# Tiller handle for a 1958 RDS-20 35 hp



## Shaugh (May 3, 2018)

I'm thinking about adding a tiller handle to my 1958 RDS-20 35 hp. So I can use it on other boats.




The problem is that the official parts diagrams for that motor don't even show one. So I'm wondering if it's even possible ? Does anyone know what's involved and what would be an equivalent year part to search for ?


----------



## jasper60103 (May 3, 2018)

Shaugh said:


> I'm thinking about adding a tiller handle to my 1958 RDS-20 35 hp. ...



I suppose you already checked with the AOMC forum?

In any case, very nice looking motor.
Good job!


----------



## Bateman (May 3, 2018)

Man that is a SWEET looking setup you have there.


----------



## Shaugh (May 3, 2018)

It is possible... I saw it on Pappy's motor.... but I think I might need to change out that whole handle assembly....?

Wondering if this is the right one ?

https://www.ebay.com/itm/Vintage-Johnson-Tiller-Control-Handle-302700-25hp-40hp-Outboard-Motor/273150490069?epid=9013736088&hash=item3f9909b5d5:g:fS8AAOSwdRpaoB6s&vxp=mtr


----------



## Pappy (May 3, 2018)

Don't know if you are interested but we are having an antique outboard meet in Quincy Florida the weekend of the 18th. Quincy is up in the Panhandle so not that far from you. There is also one up in your neck of the woods that weekend I understand. 
The handle you are looking at should work. There were a few differences but for the most part any of the later 50's ones will work.


----------



## Bateman (May 4, 2018)

Hmm.. Makes me want to delay my trip to Quincy. Ha. Heading down next week to pick up a Mercury and eat some good seafood.


----------



## Shaugh (May 4, 2018)

I wish I had that kind of time.... 7 hour drive for me.... I was thinking about going to the one in Mt. Juliet.... 

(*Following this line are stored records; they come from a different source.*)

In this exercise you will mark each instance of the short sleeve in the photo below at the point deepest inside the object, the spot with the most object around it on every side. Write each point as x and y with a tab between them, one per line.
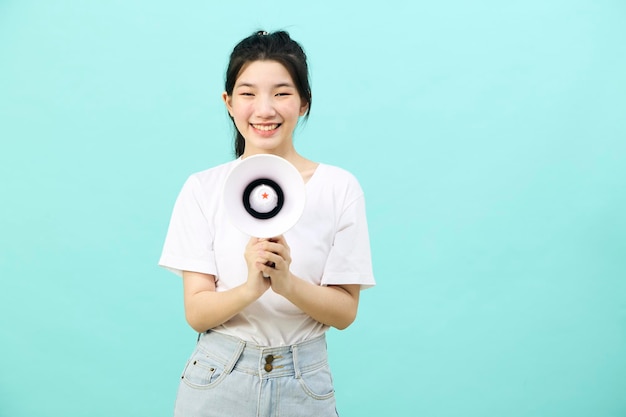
349	260
189	242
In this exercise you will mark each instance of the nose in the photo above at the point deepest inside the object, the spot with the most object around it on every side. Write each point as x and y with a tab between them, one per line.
264	107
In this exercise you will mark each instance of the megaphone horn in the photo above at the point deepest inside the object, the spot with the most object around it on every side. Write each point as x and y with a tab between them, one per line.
264	195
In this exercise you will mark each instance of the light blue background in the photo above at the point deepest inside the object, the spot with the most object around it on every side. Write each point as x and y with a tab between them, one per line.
490	139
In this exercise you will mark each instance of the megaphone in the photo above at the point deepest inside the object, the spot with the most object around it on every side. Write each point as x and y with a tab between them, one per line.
264	195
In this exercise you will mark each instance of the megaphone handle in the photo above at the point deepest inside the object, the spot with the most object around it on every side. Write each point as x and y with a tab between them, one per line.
270	264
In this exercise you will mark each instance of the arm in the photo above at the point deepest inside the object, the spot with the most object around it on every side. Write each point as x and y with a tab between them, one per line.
206	308
333	305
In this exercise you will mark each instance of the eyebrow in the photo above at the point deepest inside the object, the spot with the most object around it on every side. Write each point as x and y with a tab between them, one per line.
279	85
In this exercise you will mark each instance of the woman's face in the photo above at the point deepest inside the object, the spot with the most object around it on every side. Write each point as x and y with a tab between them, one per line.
265	106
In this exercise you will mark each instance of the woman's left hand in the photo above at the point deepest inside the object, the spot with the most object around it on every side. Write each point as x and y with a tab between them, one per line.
275	261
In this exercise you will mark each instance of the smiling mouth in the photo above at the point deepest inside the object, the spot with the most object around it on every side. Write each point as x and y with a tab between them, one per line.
266	128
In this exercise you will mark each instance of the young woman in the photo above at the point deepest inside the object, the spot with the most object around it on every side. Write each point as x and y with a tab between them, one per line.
262	306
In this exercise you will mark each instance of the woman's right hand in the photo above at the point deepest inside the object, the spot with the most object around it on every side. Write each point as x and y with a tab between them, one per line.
256	282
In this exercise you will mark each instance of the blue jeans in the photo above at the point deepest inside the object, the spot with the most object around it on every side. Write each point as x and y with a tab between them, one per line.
228	377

https://www.fishingtn.com/showthread.php?p=82502#post82502

(Bateman, that's a really nice fishing board for our area... you should check it out).

My problem as usual is an endless list of grass to be cut... decks to be rebuilt... driveways to be rocked......and 3 boats and motors in various stages of disassembly...


----------



## Shaugh (May 4, 2018)

I found this engine on craigslist for a couple hundred $.... It appears to be a 62 40 hp.




I'm pretty sure the handle will work... I'm also wondering if the lower unit extension would also be transferable. The new boat is 21". When I look and compare them on Marineengine.com some part numbers are not identical but the images and castings appear to be near identical.

shift rod and water tubes are the same part number. Shaft is not the same.....

Would you take the chance ?



1958
https://www.marineengine.com/parts/johnson-evinrude-parts.php?year=1958&hp=35&model=RDS-20&manufacturer=Johnson&section=Gear+Case+Group

1962
https://www.marineengine.com/parts/johnson-evinrude-parts.php?year=1962&hp=40&model=RDL-24&manufacturer=Johnson&section=Gearcase+Group


----------



## Pappy (May 4, 2018)

The 62 driveshaft will be a physically larger shaft. Bigger splines in the crank as well. Issues with crank breakage in 60 and 61 in the 40hp led to that change


----------



## Shaugh (May 15, 2018)

This is more complicated than I thought it was going to be. I finally got in all my parts, but now I have 2 different gears.

The handle looks like this:




the new shaft on the motor side looks like this:




I've never seen the pointy tooth gear before, and I can't find where it was used or when... I can see that the gears are just held on with a pin... So I'm wondering If I decide to switch one of the shafts, which one I should use ? Is the pointy tooth gear inferior to the rounded teeth ? I know I need to buy another gear... but which one is the question.... And can I be reasonably certain that they're all the same size ?

Thinking about buying this and just switching the ends ?
https://www.ebay.com/itm/OMC-JOHNSON-EVINRUDE-NEW-GEAR-SHAFT-PN-376415/192115184826?_trkparms=aid%3D111001%26algo%3DREC.SEED%26ao%3D1%26asc%3D50962%26meid%3Da5a826f4d8034a41ad4d24d83f1242c7%26pid%3D100675%26rk%3D2%26rkt%3D15%26sd%3D273150490069%26itm%3D192115184826&_trksid=p2481888.c100675.m4236&_trkparms=pageci%3A5439c0b5-5857-11e8-9501-74dbd180e9af%7Cparentrq%3A647c89401630aa11ec52fa31fffdcd28%7Ciid%3A1


----------



## Pappy (May 15, 2018)

"Old" and "New". 
The older style had the pointed gears and were not as robust as the newer style. 
Pick one and match it either way.


----------



## Shaugh (May 15, 2018)

Thanks...so the pointed one is older... that's what was throwing me.. I thought that tiller arm I got was a later part.... I guess I'm going with the pointed one.... going the other way will cost more....


----------